This is the first part of a multi-part series exploring Data Quality and the ISO 25000 series standard.
In the 1964 dark comedy Dr. Strangelove, or How I Stopped Worrying and Learned to Love the Bomb, General Jack D. Ripper orders a nuclear strike on the USSR. Despite efforts to recall the bombers, one plane successfully drops a bomb on a Soviet target, triggering the Doomsday Device. Once activated it cannot be disarmed and the result is global annihilation. The Doomsday Device was built as a deterrent, but it was activated before it was announced. Nobody knew about it. “The Premier was going to announce it on Monday. As you know, the Premier loves surprises.”
What if there was an international standard for Data Quality, but nobody knew about it?
There is: ISO 25012.
OK, it’s not even remotely the same thing. I get it. But when I first heard about the ISO 25012 standard, I was reminded of that scene.
The International Standards Organization (ISO) creates and publishes standards for quality, safety, and efficiency. For example, the ISO standards for screw threads (ISO 261-263) enable bolts made by one manufacturer to fit into nuts made by another. I suspect that many of you are familiar with the ISO 9001 standard for quality management.
Same folks.
In 2023, ISO published the 42001 standard that “specifies requirements for establishing, implementing, maintaining, and continually improving an Artificial Intelligence Management System (AIMS) within organizations. It is designed for entities providing or utilizing AI-based products or services, ensuring responsible development and use of AI systems.” You heard about that one? I hadn’t either until I went poking around the ISO website.
Individual countries then adapt the ISO standards to their specific needs. In the United States, that’s the responsibility of the American National Standards Institute (ANSI). In India, it’s the Bureau of Indian Standards (BIS). And so forth. Sometimes the ISO standard is adopted in toto. Sometimes not. A familiar example is signage in public spaces, like exit signs. The ISO standard uses pictograms that can be understood regardless of language. The ANSI standard requires the English word “EXIT.”

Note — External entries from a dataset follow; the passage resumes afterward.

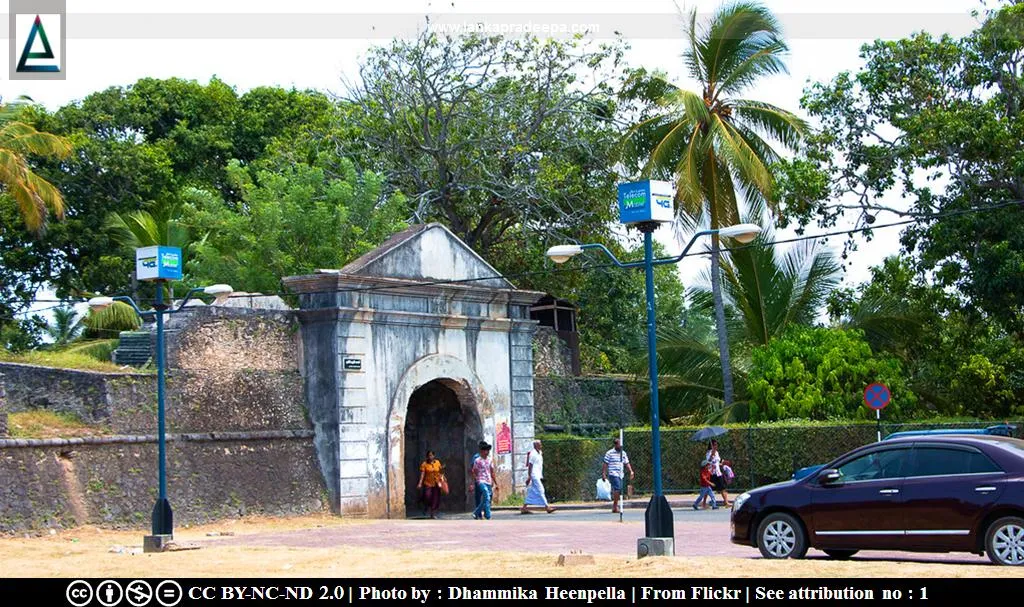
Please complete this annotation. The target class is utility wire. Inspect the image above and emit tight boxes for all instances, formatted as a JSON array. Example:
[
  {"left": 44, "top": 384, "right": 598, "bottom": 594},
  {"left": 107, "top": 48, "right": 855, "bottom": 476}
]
[{"left": 5, "top": 201, "right": 1024, "bottom": 305}]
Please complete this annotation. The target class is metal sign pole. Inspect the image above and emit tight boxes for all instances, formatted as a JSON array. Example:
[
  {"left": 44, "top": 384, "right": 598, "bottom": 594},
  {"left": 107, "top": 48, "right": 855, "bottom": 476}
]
[{"left": 618, "top": 428, "right": 629, "bottom": 522}]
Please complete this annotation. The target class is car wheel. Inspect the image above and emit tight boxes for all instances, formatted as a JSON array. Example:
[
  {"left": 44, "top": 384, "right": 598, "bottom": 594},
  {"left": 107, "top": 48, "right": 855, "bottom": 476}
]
[
  {"left": 985, "top": 516, "right": 1024, "bottom": 567},
  {"left": 758, "top": 512, "right": 807, "bottom": 559}
]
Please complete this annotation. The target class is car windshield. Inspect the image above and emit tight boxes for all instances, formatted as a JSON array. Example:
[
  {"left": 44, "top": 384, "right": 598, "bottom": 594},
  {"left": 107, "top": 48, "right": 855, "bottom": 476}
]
[
  {"left": 839, "top": 449, "right": 903, "bottom": 481},
  {"left": 996, "top": 438, "right": 1024, "bottom": 458}
]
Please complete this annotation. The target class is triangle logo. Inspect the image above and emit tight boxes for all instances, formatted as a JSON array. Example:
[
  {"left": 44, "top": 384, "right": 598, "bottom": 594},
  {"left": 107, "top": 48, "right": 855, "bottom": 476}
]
[{"left": 15, "top": 14, "right": 60, "bottom": 72}]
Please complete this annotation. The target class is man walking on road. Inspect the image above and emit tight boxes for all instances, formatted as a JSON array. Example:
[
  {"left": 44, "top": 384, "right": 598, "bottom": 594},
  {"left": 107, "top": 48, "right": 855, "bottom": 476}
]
[
  {"left": 519, "top": 440, "right": 555, "bottom": 514},
  {"left": 601, "top": 438, "right": 634, "bottom": 514}
]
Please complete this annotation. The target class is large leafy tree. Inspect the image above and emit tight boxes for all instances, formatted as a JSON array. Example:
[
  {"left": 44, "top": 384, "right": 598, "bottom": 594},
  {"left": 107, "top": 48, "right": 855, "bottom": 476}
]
[
  {"left": 627, "top": 2, "right": 806, "bottom": 405},
  {"left": 657, "top": 225, "right": 841, "bottom": 420},
  {"left": 782, "top": 2, "right": 1024, "bottom": 338},
  {"left": 828, "top": 257, "right": 1024, "bottom": 418},
  {"left": 0, "top": 79, "right": 338, "bottom": 311},
  {"left": 748, "top": 324, "right": 921, "bottom": 422},
  {"left": 182, "top": 155, "right": 408, "bottom": 293},
  {"left": 349, "top": 33, "right": 622, "bottom": 256}
]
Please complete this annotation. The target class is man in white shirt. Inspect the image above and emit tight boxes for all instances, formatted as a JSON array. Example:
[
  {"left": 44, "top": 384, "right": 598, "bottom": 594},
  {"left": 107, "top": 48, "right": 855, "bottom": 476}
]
[{"left": 519, "top": 440, "right": 555, "bottom": 514}]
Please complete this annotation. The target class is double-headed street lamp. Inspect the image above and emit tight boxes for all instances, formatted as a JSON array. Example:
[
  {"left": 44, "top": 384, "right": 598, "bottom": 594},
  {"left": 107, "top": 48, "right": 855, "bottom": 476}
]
[
  {"left": 89, "top": 243, "right": 234, "bottom": 552},
  {"left": 548, "top": 184, "right": 761, "bottom": 550}
]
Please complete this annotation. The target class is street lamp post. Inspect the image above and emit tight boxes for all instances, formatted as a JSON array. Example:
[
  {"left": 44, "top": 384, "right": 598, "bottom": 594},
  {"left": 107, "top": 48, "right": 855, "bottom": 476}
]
[
  {"left": 548, "top": 221, "right": 761, "bottom": 538},
  {"left": 89, "top": 262, "right": 233, "bottom": 552}
]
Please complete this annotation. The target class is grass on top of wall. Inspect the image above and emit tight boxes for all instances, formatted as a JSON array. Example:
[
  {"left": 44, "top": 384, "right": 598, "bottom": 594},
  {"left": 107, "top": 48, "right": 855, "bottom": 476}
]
[
  {"left": 0, "top": 348, "right": 138, "bottom": 373},
  {"left": 7, "top": 410, "right": 102, "bottom": 438}
]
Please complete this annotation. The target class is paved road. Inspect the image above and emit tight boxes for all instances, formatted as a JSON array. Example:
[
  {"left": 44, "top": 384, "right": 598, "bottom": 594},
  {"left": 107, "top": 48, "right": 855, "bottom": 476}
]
[{"left": 211, "top": 509, "right": 988, "bottom": 564}]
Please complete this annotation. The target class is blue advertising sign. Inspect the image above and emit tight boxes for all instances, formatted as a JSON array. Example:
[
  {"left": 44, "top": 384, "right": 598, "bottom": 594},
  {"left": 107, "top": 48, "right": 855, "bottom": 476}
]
[
  {"left": 618, "top": 180, "right": 676, "bottom": 224},
  {"left": 864, "top": 384, "right": 892, "bottom": 410},
  {"left": 135, "top": 247, "right": 183, "bottom": 280}
]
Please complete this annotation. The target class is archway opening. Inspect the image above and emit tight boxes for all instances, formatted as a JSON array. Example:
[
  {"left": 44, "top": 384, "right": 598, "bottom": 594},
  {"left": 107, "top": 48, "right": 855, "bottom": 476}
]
[{"left": 403, "top": 380, "right": 482, "bottom": 516}]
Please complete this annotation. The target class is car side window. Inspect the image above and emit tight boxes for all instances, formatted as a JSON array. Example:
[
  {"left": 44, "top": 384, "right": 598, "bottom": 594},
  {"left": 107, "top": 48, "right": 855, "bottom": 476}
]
[
  {"left": 837, "top": 449, "right": 910, "bottom": 482},
  {"left": 907, "top": 447, "right": 999, "bottom": 476}
]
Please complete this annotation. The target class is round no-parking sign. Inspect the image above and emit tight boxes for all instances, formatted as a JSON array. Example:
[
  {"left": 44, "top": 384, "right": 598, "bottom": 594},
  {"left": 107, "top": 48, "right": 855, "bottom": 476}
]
[{"left": 864, "top": 384, "right": 892, "bottom": 410}]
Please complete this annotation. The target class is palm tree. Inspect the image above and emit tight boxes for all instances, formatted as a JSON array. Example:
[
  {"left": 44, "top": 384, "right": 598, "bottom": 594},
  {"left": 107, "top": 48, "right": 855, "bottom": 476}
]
[
  {"left": 0, "top": 97, "right": 71, "bottom": 233},
  {"left": 43, "top": 307, "right": 82, "bottom": 347},
  {"left": 657, "top": 230, "right": 842, "bottom": 420},
  {"left": 106, "top": 204, "right": 189, "bottom": 250},
  {"left": 106, "top": 203, "right": 191, "bottom": 299},
  {"left": 626, "top": 2, "right": 807, "bottom": 406}
]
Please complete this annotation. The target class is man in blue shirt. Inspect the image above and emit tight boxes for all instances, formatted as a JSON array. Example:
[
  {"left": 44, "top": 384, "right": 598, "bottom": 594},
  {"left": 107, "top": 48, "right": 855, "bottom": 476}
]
[{"left": 601, "top": 438, "right": 633, "bottom": 514}]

The full title for the ISO 25000 series is System and Software Engineering — Systems and Software Quality Requirements and Evaluation, abbreviated SQuaRE. Portions, some under different standard numbers and titles, have been under development since the 1980s and were consolidated into SQuaRE in 2005. Most have been updated since then, the most recent in 2024. For the record, in the United States, ANSI has fully adopted the ISO 25000 standard.
The standard consists of five quality-focused divisions—requirements, model, management, measurement, and evaluation—as well as an extension division that addresses specific application domains for a total of 20 different standards.
One challenge for practitioners is that it costs about $3000 to access all of the documents in the standard group.
This barrier to even seeing much of the standard also reminded me of the movie. If the objective is to get companies to conform to the standard, that doesn’t seem like a very good way to go about it. Fortunately, some of the details have been publicly published in conference presentations, white papers, and by country-specific standards organizations.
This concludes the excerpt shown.